Historic district in Iowa, United States

The Manning Commercial Historic District is a nationally recognized historic district located in Manning, Iowa, United States. It was listed on the National Register of Historic Places in 2015. At the time of its nomination it contained 37 resources, which included 26 contributing buildings, four contributing structures, and seven non-contributing buildings.

The historic district contains a mix of commercial buildings, which include specialty stores, financial institutions, healthcare, and professional offices. Civic buildings include city hall and the public library. The buildings were largely constructed of brick by local contractors. There were two commercial buildings designed by architects Samuel P. Hart of Carroll, Iowa and Charles W. Steinbaugh of Omaha. The period of significance is from 1885 to 1965, and the buildings were constructed during that time frame. Two destructive fires in 1891 and 1895 had a significant impact in shaping Manning's commercial district. Italianate, Romanesque Revival, and Moderne styles are dominant. The four structures are the brick-paved streets, which were originally paved in 1915 by C.L. Mosher of Sioux City, Iowa.
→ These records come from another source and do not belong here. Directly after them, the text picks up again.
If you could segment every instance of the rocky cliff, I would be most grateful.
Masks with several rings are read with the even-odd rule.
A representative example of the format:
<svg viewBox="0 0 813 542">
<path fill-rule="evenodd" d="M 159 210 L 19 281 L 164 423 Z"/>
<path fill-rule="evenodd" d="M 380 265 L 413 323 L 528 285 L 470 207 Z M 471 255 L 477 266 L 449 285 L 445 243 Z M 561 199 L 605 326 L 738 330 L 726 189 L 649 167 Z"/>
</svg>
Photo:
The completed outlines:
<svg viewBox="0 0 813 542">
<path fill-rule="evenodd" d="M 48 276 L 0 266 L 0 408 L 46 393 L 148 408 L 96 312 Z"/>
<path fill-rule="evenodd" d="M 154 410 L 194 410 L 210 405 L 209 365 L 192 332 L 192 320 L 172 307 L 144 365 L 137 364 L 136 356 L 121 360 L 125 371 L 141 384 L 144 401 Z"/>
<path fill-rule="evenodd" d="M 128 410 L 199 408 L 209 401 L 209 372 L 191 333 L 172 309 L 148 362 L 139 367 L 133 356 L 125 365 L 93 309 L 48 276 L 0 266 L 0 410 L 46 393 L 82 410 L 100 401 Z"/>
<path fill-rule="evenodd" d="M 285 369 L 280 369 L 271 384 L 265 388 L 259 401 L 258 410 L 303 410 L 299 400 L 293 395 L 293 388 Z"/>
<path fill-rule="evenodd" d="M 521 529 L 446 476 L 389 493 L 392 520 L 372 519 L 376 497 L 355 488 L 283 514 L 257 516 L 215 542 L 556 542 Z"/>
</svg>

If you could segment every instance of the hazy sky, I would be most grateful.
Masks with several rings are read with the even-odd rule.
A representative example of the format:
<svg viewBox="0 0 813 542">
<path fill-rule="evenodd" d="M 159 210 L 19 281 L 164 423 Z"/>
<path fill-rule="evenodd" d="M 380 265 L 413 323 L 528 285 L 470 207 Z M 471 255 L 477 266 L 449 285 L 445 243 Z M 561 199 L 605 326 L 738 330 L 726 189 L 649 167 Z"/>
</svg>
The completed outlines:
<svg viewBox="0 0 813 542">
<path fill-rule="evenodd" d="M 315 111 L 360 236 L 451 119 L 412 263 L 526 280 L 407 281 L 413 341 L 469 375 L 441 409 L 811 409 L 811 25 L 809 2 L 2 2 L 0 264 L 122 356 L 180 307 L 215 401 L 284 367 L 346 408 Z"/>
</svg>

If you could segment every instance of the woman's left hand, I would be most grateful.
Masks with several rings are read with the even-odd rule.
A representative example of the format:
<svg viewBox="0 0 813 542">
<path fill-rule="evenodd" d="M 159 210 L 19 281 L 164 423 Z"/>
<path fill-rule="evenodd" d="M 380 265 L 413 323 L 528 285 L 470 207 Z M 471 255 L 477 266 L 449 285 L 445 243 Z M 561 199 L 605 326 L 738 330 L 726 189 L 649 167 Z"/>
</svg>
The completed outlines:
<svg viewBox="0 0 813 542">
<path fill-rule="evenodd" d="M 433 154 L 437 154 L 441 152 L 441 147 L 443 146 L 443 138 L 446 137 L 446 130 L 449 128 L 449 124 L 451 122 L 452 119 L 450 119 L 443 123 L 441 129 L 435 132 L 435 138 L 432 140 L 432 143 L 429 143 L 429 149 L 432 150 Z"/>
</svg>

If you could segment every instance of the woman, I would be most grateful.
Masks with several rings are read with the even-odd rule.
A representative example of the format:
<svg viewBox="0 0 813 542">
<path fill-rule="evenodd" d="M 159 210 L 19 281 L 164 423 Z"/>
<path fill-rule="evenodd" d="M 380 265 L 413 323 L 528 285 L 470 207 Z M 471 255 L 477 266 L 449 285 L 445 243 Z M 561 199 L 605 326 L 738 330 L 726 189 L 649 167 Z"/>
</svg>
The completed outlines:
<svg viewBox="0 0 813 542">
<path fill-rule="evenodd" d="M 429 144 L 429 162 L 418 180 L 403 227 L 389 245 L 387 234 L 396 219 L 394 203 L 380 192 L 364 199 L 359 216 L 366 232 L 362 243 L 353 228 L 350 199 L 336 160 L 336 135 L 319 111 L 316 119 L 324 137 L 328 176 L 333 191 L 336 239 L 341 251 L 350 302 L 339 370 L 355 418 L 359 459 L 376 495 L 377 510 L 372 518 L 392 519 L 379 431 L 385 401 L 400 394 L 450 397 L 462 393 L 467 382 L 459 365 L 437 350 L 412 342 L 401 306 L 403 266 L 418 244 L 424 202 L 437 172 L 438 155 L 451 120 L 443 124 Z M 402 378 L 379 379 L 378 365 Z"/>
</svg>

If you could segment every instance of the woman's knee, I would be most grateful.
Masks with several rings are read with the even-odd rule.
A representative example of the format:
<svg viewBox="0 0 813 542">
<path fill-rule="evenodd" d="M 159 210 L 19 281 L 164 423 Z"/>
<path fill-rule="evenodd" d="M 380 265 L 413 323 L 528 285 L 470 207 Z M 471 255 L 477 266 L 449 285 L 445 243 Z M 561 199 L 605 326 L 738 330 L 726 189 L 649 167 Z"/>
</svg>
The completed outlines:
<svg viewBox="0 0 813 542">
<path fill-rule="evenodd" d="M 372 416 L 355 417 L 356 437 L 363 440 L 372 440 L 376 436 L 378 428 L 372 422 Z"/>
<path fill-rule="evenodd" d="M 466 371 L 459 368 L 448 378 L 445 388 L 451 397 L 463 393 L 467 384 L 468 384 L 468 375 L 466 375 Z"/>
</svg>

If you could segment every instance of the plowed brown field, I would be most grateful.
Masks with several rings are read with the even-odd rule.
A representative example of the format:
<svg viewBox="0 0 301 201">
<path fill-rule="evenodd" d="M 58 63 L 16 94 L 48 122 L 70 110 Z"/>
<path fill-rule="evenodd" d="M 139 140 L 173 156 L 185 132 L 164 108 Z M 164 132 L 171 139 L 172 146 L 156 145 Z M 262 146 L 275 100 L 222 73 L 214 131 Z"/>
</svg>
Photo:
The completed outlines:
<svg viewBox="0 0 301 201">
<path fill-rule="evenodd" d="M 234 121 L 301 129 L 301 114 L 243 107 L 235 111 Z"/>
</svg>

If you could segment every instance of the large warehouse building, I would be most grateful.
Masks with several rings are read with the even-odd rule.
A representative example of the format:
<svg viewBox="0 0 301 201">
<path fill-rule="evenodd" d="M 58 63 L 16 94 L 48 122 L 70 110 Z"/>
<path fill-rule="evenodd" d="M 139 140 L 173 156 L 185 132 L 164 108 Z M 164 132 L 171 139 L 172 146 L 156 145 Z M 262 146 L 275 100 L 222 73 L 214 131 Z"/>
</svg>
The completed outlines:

The city council enacted an ordinance in 1977 that required all new buildings and any remodeled facades to use a Bavarian theme to honor Manning's German heritage. Even though most of the German immigrants who settled here were not from Bavaria, it was thought to most people this was the most identifiable German architectural style. The ordinance was revoked in 2008 as part of the growing historic preservation movement in Manning.